Publicado originalmente no site Marco Zero Conteúdo
POR INÊS CAMPELO
Na manhã desta segunda-feira, 29 de junho, a delegacia de Santo Amaro abriu as portas mais cedo para receber Sarí Corte Real. A mulher branca e rica, moradora das Torres Gêmeas, e esposa do prefeito de Tamandaré (Sérgio Hacker) é acusada de homicídio culposo – quando não há intenção de matar – na morte de Miguel Otávio, 5 anos. Criança negra, filho da trabalhadora doméstica Mirtes Renata Sousa, que deixou o menino sob os cuidados da patroa enquanto passeava com o cachorro da família.
Pouco antes das 6h, o delegado Ramon Teixeira estava a postos para colher o depoimento da acusada, que responde ao crime em liberdade após pagamento de fiança no valor de R$ 20 mil.
De acordo com nota da Polícia Civil de Pernambuco, divulgada no final da manhã, o horário pouco comum de abertura da delegacia se deu após pedido dos advogados de Sarí. “Os advogados da acusada apresentaram requerimento ao Delegado que preside o Inquérito Policial solicitando a realização do depoimento em horário mais cedo que o de início do expediente da unidade policial. Considerando os argumentos relativos à possibilidade de aglomeração de pessoas e o risco de agressão à depoente por parte de populares, o delegado deferiu o requerimento”.

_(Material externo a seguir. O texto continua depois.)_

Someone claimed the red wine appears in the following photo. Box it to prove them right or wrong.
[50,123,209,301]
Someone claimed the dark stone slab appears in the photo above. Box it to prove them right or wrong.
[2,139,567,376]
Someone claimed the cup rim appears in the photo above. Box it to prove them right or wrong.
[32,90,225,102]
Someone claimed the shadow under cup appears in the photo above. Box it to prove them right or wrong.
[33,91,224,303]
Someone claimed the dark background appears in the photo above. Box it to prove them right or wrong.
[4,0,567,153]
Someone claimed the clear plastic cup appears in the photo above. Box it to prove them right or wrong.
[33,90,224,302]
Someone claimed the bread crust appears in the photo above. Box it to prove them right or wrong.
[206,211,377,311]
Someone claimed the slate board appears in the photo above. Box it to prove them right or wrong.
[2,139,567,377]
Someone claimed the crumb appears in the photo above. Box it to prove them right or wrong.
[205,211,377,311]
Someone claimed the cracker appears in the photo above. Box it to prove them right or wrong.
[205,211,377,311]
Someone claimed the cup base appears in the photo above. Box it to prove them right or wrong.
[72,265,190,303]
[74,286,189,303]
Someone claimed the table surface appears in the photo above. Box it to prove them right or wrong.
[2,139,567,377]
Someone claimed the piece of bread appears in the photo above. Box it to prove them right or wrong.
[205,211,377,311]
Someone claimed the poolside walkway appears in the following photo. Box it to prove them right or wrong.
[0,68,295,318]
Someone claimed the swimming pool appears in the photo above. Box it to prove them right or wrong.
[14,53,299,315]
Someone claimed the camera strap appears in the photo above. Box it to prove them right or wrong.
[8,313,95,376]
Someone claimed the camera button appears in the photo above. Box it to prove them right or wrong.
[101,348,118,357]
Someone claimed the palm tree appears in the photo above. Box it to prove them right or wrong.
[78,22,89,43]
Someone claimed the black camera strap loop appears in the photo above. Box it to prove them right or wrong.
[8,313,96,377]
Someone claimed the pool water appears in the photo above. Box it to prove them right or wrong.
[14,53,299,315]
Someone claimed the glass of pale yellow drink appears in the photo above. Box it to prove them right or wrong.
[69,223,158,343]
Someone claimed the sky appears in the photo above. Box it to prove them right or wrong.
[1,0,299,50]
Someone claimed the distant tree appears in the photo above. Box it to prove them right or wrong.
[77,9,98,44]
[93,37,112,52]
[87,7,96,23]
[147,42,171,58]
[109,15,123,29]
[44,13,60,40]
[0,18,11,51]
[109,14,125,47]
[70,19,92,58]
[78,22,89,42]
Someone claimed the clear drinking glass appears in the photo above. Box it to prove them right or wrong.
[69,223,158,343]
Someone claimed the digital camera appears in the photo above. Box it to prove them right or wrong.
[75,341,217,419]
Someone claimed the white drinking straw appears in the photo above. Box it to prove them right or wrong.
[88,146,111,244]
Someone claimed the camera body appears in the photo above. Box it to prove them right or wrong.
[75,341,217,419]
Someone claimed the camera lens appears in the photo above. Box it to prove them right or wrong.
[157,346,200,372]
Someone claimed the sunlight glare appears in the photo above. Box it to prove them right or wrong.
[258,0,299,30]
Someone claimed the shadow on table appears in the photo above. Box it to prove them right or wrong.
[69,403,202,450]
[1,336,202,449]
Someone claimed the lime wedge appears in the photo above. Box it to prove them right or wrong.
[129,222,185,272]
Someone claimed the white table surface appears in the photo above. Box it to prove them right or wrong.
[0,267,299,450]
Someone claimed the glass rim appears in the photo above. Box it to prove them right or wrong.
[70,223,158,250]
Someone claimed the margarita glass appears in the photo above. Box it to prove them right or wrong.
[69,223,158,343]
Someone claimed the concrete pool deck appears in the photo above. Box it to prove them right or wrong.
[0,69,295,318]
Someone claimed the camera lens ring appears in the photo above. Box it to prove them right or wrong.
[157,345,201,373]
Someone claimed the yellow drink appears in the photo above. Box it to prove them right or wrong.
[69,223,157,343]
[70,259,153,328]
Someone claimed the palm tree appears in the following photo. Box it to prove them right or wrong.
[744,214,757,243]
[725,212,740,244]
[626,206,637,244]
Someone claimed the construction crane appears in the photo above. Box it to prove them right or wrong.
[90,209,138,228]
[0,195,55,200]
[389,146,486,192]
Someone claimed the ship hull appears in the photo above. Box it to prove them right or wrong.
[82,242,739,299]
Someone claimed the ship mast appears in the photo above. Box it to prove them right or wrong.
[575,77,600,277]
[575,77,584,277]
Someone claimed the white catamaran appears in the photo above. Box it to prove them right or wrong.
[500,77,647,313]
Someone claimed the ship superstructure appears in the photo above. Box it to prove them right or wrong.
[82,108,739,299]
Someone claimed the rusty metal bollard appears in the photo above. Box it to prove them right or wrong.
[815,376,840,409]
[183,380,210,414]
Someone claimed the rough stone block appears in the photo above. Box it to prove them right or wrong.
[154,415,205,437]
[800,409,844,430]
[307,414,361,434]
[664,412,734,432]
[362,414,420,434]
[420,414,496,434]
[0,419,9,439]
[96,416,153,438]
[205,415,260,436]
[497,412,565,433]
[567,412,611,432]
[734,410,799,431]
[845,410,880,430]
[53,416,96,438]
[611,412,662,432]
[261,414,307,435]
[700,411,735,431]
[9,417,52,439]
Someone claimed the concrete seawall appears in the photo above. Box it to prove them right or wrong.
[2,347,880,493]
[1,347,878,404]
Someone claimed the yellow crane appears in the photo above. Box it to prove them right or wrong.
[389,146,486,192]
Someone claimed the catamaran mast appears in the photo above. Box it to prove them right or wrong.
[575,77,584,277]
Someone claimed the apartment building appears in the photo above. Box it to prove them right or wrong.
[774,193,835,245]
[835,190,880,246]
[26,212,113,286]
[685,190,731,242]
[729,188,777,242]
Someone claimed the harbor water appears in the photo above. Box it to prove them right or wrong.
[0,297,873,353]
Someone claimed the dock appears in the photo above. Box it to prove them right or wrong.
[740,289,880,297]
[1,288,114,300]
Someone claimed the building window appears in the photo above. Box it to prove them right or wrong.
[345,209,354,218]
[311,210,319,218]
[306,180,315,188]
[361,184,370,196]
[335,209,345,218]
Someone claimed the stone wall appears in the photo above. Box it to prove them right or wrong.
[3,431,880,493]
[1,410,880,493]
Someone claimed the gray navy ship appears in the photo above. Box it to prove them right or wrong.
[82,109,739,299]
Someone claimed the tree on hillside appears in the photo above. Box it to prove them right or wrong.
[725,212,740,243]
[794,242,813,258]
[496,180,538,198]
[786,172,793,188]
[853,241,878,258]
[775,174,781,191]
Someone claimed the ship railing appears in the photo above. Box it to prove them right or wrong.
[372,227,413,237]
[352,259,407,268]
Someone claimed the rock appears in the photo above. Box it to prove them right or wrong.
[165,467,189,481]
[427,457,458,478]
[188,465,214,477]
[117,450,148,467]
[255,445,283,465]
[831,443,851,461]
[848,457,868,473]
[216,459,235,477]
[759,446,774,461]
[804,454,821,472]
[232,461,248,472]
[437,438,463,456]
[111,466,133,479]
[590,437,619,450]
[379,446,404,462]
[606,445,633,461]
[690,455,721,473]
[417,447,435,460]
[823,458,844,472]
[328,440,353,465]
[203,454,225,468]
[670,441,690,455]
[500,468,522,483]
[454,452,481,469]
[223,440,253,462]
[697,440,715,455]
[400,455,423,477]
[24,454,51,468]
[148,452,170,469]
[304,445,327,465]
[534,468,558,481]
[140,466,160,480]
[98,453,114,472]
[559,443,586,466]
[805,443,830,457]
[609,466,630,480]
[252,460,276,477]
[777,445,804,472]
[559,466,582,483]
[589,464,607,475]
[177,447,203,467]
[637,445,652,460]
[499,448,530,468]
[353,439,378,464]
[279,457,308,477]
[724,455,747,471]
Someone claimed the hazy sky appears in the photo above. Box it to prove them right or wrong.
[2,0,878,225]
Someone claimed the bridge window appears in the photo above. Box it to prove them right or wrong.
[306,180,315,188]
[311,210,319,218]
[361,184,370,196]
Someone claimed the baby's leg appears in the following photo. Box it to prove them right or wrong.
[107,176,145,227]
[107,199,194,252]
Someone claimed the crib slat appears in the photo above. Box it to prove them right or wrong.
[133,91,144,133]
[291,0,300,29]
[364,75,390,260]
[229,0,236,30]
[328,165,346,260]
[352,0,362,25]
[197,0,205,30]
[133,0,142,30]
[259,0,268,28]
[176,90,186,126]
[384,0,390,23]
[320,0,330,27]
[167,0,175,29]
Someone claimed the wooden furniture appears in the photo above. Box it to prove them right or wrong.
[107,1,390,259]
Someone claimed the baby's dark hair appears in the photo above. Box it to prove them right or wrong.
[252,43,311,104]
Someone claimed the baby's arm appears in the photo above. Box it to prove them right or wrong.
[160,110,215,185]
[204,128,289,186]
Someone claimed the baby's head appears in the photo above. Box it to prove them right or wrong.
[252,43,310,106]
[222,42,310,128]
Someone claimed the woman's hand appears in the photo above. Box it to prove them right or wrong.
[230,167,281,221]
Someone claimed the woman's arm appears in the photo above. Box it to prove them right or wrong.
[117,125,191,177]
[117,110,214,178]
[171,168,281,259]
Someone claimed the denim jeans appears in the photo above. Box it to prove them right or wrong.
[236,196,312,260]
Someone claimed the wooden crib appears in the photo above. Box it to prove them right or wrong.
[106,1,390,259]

Para o presidente da Comissão de Direitos Humanos da Ordem dos Advogados do Brasil (OAB) houve favorecimento à acusada no momento em que o delegado acata pedido dos advogados para ouvida acontecer antes do horário de funcionamento da delegacia.
“A OAB foi habilitada para companhar o processo, isso significa que a ouvida de hoje deveria ter sido comunicada uma vez que estamos recebendo todo material processual. Até agora, o delegado Ramón Teixeira vinha mantendo uma transparência em relação ao processo, mas na minha opinião ele deu um tiro no pé ao favorecer a investigada. Foi errado. O que a população espera de um trabalho desse é que seja claro, que seja feito o papel da justiça e ao tomar uma atitude pouco convencional, porque nós não temos conhecimento de ouvidas nesse horário, ele levanta suspeita. Esse não é um caso simples, ele tomou proporções internacionais e precisa ser transparente e justo. Foi um tiro no próprio pé, pôs em xeque a própria carreira”, explica Cláudio Ferreira.

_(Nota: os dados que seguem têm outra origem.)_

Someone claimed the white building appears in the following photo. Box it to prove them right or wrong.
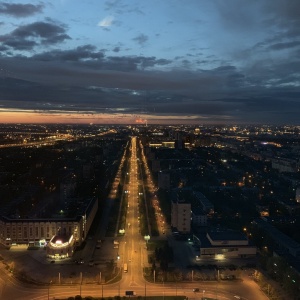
[171,190,191,234]
[196,230,256,259]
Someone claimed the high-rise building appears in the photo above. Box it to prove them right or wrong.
[171,189,191,234]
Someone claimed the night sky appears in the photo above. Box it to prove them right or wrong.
[0,0,300,124]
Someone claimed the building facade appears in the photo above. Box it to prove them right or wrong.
[171,190,191,234]
[0,198,98,252]
[195,230,257,259]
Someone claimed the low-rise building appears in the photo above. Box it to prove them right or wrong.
[0,197,98,253]
[195,230,256,259]
[191,207,207,227]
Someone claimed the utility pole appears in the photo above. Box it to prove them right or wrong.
[48,280,52,300]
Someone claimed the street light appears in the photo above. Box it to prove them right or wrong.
[48,280,52,300]
[80,272,83,297]
[117,253,121,296]
[144,235,150,244]
[202,289,205,299]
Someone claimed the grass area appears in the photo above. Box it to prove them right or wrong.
[138,158,159,237]
[138,184,149,236]
[146,240,168,251]
[106,203,118,237]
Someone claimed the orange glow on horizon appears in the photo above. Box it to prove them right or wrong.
[0,111,208,124]
[0,111,135,124]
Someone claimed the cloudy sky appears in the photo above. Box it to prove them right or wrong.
[0,0,300,124]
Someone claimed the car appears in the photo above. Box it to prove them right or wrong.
[89,260,94,266]
[193,288,199,292]
[50,260,55,264]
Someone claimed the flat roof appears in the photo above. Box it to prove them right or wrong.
[208,231,247,241]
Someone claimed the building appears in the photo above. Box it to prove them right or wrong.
[171,189,191,234]
[253,218,300,258]
[191,207,207,227]
[193,191,214,215]
[46,234,75,259]
[296,187,300,203]
[272,158,298,173]
[195,230,256,259]
[0,198,98,253]
[158,171,170,190]
[151,159,161,172]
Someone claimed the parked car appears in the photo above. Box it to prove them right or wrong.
[89,260,94,266]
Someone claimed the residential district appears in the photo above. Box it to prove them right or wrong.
[0,123,299,300]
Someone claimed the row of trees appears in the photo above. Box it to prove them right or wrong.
[258,256,300,299]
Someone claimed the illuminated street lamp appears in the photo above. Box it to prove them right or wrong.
[48,280,52,300]
[144,235,150,243]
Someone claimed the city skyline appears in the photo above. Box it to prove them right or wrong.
[0,0,300,124]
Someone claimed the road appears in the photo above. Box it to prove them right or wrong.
[119,136,148,288]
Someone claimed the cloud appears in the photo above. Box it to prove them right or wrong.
[113,46,121,52]
[0,2,44,17]
[104,0,123,11]
[268,40,300,51]
[0,20,71,51]
[212,65,237,73]
[98,16,114,27]
[132,34,148,46]
[31,45,104,62]
[23,46,172,72]
[1,54,300,125]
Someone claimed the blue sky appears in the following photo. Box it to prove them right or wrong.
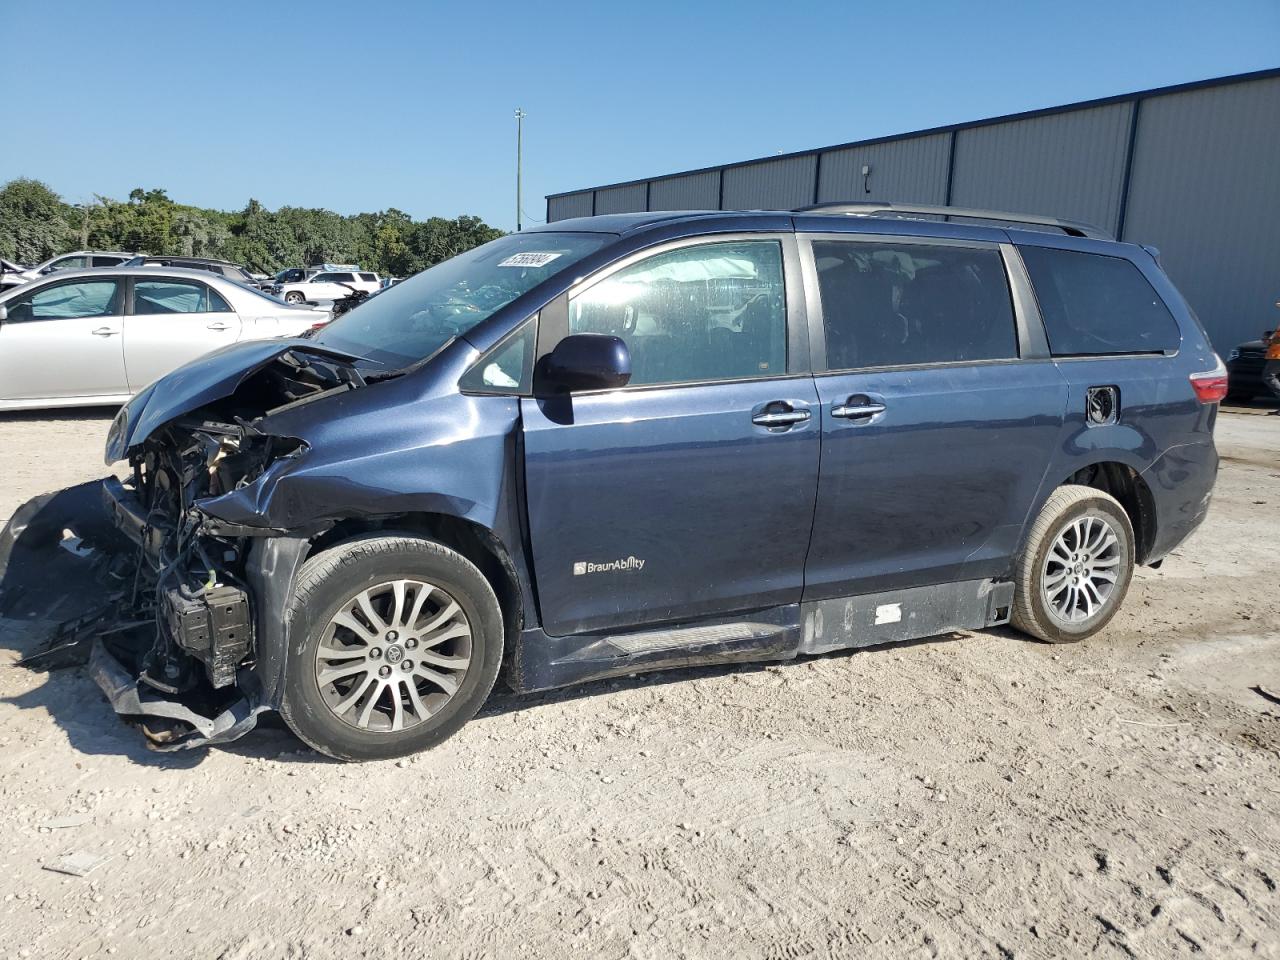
[2,0,1277,231]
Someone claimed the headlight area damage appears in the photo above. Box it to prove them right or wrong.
[6,346,370,750]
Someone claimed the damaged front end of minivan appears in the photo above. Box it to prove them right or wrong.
[9,342,377,749]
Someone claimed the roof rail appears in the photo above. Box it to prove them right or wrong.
[793,201,1113,240]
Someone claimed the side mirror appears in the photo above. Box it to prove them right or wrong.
[539,334,631,393]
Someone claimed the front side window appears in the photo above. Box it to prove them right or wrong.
[460,318,536,394]
[1018,246,1180,356]
[46,255,87,273]
[359,273,377,282]
[7,279,120,322]
[568,240,786,387]
[813,240,1017,370]
[133,279,224,314]
[92,255,125,267]
[314,231,609,367]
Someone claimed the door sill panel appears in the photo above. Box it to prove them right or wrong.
[801,578,1013,655]
[510,578,1015,693]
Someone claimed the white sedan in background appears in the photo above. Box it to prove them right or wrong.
[0,267,326,411]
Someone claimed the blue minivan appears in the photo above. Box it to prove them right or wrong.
[88,203,1222,759]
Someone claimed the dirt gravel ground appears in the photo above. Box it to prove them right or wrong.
[1,404,1278,960]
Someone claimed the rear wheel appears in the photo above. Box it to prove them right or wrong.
[1011,485,1135,644]
[280,534,503,761]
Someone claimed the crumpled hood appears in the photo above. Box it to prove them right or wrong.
[106,338,364,461]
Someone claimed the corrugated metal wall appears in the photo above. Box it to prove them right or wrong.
[1122,75,1280,351]
[594,183,648,215]
[546,192,593,221]
[544,71,1280,351]
[817,133,950,205]
[650,171,720,210]
[721,155,817,210]
[950,103,1134,236]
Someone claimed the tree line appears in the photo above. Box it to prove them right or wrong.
[0,178,506,278]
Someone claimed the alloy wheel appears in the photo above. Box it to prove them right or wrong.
[1040,515,1122,623]
[314,579,473,733]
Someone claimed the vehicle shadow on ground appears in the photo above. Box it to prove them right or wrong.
[2,598,977,768]
[1223,396,1280,415]
[476,632,970,721]
[0,406,118,424]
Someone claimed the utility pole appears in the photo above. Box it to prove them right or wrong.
[514,107,526,232]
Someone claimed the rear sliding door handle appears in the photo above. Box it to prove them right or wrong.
[832,400,886,419]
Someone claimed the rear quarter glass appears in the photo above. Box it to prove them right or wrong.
[1018,245,1181,356]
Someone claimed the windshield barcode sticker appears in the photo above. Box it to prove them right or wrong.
[498,252,563,268]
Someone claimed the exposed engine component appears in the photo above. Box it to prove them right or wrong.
[163,584,252,688]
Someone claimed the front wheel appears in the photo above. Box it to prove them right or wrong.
[1011,485,1135,644]
[280,534,504,761]
[285,291,305,304]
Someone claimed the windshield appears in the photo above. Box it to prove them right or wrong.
[313,231,610,366]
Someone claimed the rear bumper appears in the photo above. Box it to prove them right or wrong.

Quanto à fiança, questionada pela sociedade, Cláudio explica estar dentro da lei, um vez que os valores são atribuídos de acordo com o caso e poder aquisitivo do acusado, e considera que o fato de Sarí Corte Real ter se apresentado em menos de 24h, tempo necessário para prisões em flagrante, contou positivamente. Caso o delegado Ramón Teixeira tivesse compreendido que foi abandono de menor incapaz seguido de morte não caberia fiança. “Como é uma interpretação da lei ela foi autuada por homicídio culposo, o que a beneficia num primeiro momento, mas não significa que não pode mudar ao fim do processo”, explica Ferreira.

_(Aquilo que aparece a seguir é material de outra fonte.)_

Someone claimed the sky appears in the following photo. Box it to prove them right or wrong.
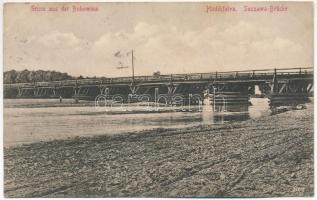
[4,2,313,77]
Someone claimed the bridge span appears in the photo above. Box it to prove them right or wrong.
[4,67,314,106]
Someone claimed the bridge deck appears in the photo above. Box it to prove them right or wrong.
[4,67,313,89]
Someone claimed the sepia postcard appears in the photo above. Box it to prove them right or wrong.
[2,1,314,198]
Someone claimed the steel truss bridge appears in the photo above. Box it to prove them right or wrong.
[4,67,314,106]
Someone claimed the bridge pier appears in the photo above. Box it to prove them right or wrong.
[17,87,22,97]
[52,87,56,96]
[268,79,313,106]
[209,82,251,111]
[170,83,204,105]
[33,87,38,97]
[166,84,176,105]
[266,69,313,106]
[73,85,79,103]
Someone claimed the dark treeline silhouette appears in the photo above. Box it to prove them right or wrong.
[3,69,75,84]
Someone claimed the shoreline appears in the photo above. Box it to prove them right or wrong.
[4,104,314,197]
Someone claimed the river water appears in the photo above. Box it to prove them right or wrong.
[4,98,271,147]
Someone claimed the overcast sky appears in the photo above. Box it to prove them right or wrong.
[4,2,313,77]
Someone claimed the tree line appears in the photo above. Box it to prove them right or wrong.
[4,69,74,84]
[4,69,161,84]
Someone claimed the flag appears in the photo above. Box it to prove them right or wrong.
[114,50,132,69]
[114,51,121,57]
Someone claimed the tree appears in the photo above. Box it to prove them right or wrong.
[15,69,30,83]
[3,70,18,83]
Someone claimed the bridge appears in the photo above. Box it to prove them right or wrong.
[4,67,314,106]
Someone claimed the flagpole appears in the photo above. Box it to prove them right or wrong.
[131,49,135,83]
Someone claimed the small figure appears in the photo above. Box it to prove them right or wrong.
[59,96,63,103]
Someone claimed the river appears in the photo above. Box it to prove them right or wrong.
[4,98,272,147]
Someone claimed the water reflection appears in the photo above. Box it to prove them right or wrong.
[249,98,271,118]
[201,101,250,124]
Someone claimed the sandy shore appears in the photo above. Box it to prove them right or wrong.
[4,104,314,197]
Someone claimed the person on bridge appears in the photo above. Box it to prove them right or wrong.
[59,96,63,103]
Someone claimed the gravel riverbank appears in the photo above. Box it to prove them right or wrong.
[4,104,314,197]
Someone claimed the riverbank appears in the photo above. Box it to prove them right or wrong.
[4,98,94,108]
[4,103,314,197]
[4,98,188,109]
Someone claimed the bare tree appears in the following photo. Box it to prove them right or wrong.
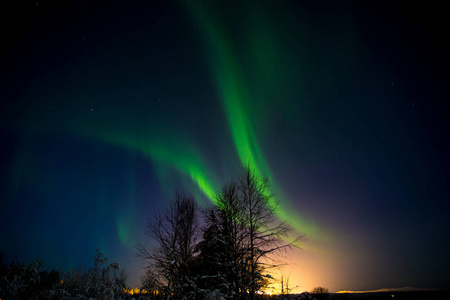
[136,191,199,300]
[239,166,303,300]
[280,273,287,295]
[280,272,298,296]
[311,287,329,294]
[197,167,303,299]
[311,286,330,300]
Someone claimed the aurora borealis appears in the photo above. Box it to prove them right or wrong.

Vale lembrar que, o delegado Ramón Teixeira já havia protegido a acusada quando na abertura da investigação não divulgou o nome da mesma usando o argumento da lei 13.869, ou lei do Abuso de Autoridade onde os nomes dos suspeitos de crimes em investigação deixaram de ser informados. Ele também é o delegado que já expôs suspeitos negros e incriminou trabalhador em inquérito contestado pela OAB-PE como aconteceu no caso de Wilson Xavier da Silva preso por quase um ano acusado de participar de assalto à imobiliária Jairo Rocha.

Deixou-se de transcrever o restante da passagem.